Crispy

Agar Terhindar Informasi Palsu di Tengah COVID-19, Masyarakat Diminta Selektif

JAKARTA – Sudah sebulan wabah virus Corona (COVID-19) melanda Tanah Air. Namun di tengah kesulitan menghadapi wabah ini, masih ada juga pihak-pihak yang menyebarkan hoaks dan provokasi. Karena masyarakat harus cerdas memilih dan memilah informasi, sehingga tidak mudah terprovokasi.

Kriminolog dari Universitas Indonesia (UI), Mohammad Kemal Dermawan, menyarankan masyarakat untuk lebih selektif dalam memilih informasi dan menghindari berita-berita yang berisi provokasi dan dapat merugikan bangsa di tengah pandemi COVID-19..

“Masyarakat harus bisa memilih berita yang berasal dari sumber-sumber yang dapat dipertanggungjawabkan, seperti berita himbauan dan sosialisasi kebijakan dari Pemerintah,” ujarnya di Jakarta, Kamis (16/4/2020).
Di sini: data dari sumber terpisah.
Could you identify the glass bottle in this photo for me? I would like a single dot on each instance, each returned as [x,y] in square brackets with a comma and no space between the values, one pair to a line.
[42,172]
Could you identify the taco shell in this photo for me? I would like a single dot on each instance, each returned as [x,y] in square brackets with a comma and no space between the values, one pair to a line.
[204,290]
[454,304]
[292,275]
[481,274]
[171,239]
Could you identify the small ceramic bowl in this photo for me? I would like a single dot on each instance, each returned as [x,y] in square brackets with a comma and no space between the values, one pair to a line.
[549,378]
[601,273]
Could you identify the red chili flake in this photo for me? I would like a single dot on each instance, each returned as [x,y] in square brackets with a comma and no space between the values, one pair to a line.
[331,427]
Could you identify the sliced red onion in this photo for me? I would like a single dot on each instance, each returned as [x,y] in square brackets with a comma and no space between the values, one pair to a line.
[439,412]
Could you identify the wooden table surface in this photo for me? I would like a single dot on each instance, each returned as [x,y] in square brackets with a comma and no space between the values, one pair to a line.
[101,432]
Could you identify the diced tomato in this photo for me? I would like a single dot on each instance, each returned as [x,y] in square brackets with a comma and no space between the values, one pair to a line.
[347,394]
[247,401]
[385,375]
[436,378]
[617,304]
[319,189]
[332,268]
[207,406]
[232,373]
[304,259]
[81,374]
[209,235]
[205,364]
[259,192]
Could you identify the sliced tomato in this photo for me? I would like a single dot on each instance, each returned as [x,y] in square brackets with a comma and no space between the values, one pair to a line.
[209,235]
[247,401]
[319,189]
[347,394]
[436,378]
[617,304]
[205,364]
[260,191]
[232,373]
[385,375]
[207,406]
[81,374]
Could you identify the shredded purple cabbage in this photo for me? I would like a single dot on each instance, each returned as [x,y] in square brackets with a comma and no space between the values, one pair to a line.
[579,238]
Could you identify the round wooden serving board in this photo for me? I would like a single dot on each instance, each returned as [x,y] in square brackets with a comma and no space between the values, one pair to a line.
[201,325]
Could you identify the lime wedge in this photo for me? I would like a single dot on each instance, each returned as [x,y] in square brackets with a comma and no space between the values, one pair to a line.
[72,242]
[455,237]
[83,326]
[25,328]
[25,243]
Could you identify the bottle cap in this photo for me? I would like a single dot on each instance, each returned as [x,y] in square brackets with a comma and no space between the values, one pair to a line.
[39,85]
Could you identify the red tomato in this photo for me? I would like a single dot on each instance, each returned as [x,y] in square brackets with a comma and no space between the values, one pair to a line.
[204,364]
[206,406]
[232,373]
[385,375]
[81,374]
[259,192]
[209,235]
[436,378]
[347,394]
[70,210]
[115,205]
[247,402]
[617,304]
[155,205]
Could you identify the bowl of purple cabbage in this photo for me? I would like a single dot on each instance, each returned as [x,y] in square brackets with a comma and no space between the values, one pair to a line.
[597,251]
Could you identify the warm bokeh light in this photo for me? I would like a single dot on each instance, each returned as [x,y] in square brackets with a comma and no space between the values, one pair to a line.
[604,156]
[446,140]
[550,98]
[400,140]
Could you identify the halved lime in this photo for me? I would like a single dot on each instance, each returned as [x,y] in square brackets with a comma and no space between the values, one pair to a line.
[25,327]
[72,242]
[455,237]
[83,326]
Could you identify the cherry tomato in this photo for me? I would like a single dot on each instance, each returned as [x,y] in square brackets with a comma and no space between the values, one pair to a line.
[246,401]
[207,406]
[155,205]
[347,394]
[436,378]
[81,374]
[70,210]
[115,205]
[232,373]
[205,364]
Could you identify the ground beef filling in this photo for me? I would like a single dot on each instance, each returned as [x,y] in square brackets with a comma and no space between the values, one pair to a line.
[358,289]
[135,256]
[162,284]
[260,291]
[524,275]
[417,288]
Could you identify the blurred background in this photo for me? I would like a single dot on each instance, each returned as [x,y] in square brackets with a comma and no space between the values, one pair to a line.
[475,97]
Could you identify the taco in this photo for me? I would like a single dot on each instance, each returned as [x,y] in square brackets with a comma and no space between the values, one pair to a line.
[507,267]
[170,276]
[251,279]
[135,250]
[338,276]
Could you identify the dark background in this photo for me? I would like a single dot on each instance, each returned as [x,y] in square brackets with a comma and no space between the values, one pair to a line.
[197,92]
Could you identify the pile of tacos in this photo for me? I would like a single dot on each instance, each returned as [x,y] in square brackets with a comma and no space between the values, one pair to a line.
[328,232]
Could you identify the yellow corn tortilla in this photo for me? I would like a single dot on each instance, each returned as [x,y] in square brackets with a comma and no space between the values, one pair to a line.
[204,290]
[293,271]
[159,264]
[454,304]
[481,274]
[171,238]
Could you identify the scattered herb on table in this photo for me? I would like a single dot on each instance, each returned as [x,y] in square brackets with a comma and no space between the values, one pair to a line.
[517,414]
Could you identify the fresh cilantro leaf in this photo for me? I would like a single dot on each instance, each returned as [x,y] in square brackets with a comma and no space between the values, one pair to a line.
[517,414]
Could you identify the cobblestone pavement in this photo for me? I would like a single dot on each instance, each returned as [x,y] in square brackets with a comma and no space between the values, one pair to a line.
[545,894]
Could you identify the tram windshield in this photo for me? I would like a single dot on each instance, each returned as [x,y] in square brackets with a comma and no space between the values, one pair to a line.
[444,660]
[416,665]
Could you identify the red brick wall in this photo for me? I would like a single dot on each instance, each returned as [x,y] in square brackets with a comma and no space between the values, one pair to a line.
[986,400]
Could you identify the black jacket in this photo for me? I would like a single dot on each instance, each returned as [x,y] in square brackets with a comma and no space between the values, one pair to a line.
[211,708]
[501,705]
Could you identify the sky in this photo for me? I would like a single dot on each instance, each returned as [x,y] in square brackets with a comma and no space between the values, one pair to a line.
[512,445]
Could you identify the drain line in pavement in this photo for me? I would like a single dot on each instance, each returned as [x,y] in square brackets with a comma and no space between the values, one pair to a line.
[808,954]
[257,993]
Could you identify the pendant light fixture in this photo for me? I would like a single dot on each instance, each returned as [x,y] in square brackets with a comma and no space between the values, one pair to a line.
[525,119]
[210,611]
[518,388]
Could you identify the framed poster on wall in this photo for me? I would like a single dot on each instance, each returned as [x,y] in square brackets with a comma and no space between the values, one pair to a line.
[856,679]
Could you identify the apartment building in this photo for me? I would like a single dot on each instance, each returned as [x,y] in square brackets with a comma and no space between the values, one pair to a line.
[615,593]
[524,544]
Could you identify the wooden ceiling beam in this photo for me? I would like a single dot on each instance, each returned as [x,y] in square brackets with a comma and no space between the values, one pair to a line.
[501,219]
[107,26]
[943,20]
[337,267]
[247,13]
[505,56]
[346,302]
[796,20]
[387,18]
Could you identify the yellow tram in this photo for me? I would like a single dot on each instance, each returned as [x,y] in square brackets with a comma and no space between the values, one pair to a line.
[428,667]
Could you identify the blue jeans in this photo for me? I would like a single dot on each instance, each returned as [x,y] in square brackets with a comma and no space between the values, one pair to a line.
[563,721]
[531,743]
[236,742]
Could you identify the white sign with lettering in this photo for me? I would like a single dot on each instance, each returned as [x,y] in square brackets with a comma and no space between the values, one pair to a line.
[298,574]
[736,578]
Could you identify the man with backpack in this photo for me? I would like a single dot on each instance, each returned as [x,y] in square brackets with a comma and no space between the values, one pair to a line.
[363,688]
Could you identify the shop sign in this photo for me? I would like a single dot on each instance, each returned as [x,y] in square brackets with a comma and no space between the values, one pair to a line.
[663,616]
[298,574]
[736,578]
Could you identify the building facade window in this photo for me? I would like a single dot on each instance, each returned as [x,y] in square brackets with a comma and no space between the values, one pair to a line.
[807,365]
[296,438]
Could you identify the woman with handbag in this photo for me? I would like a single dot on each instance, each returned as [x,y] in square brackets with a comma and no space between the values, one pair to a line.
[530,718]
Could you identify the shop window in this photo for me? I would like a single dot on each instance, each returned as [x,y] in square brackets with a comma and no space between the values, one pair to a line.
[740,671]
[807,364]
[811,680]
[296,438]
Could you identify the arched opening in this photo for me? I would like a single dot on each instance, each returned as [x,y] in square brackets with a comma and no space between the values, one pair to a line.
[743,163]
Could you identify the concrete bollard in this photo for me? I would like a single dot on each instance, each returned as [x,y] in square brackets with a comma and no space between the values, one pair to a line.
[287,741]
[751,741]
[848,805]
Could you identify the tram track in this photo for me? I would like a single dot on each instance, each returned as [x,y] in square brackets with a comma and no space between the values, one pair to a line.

Ia menambahkan, status sosial masyarakat secara umum, juga telah membedakan kemampuan warga dalam menyeleksi konten berita. Contoh, masyarakat dalam tingkat status sosial dan ekonomi yang rendah, ketika menerima informasi tentang kondisi lock down, kemudian dikaitkan dengan ‘penghasilan’ mereka sehari-hari bakal terdampak.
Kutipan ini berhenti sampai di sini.